Ferdychtchenko sourit malignement.

— Et rien qu’à voir Son Excellence, on peut deviner avec quel vif plaisir littéraire elle a pioché sa petite anecdote, osa observer le bouffon, bien qu’il n’eût pas encore recouvré toute son assurance.

Nastasia Philippovna regarda rapidement le général et un sourire vint aussi sur ses lèvres. Mais à chaque minute s’accusaient davantage son énervement et son irascibilité.
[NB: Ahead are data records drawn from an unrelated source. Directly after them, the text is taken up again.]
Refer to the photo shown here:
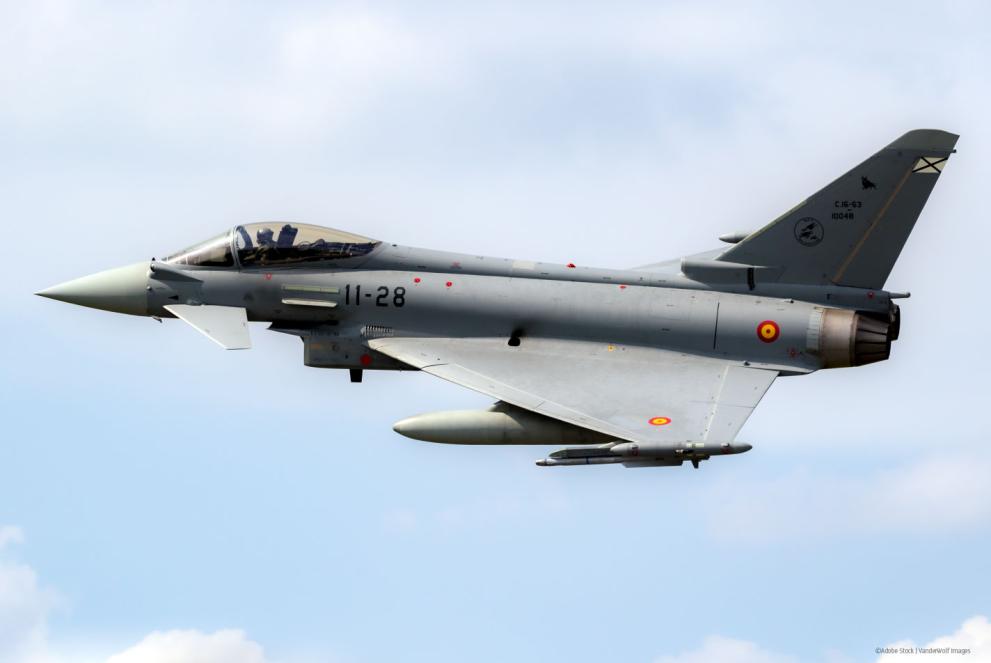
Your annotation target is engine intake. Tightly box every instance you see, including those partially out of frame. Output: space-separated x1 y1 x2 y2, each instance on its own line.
810 309 900 368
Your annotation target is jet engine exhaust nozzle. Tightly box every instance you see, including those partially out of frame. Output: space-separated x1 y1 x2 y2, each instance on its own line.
812 309 900 368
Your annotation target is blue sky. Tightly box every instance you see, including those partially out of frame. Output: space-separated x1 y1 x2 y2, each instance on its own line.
0 1 991 663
Depuis qu’elle avait promis un récit, Afanase Ivanovitch éprouvait un surcroit d’inquiétude.

— Il m’est arrivé comme à tout le monde, messieurs, de commettre d’assez mauvaises actions dans le cours de mon existence, commença le général, — mais, chose étrange, la courte anecdote que je vais raconter est celle que je considère comme la plus vilaine de toute ma vie. Depuis lors près de trente ans se sont écoulés, et je ne puis y songer maintenant encore sans une sorte de souffrance morale. L’histoire, du reste, est excessivement bête. À cette époque-là, je venais d’être nommé enseigne. On sait bien ce que c’est qu’un enseigne : il a le sang chaud et la bourse plate. J’avais pour denchtchik[1] un certain Nikifor, qui s’occupait de mon

  1. Sorte d’ordonnance ou de planton.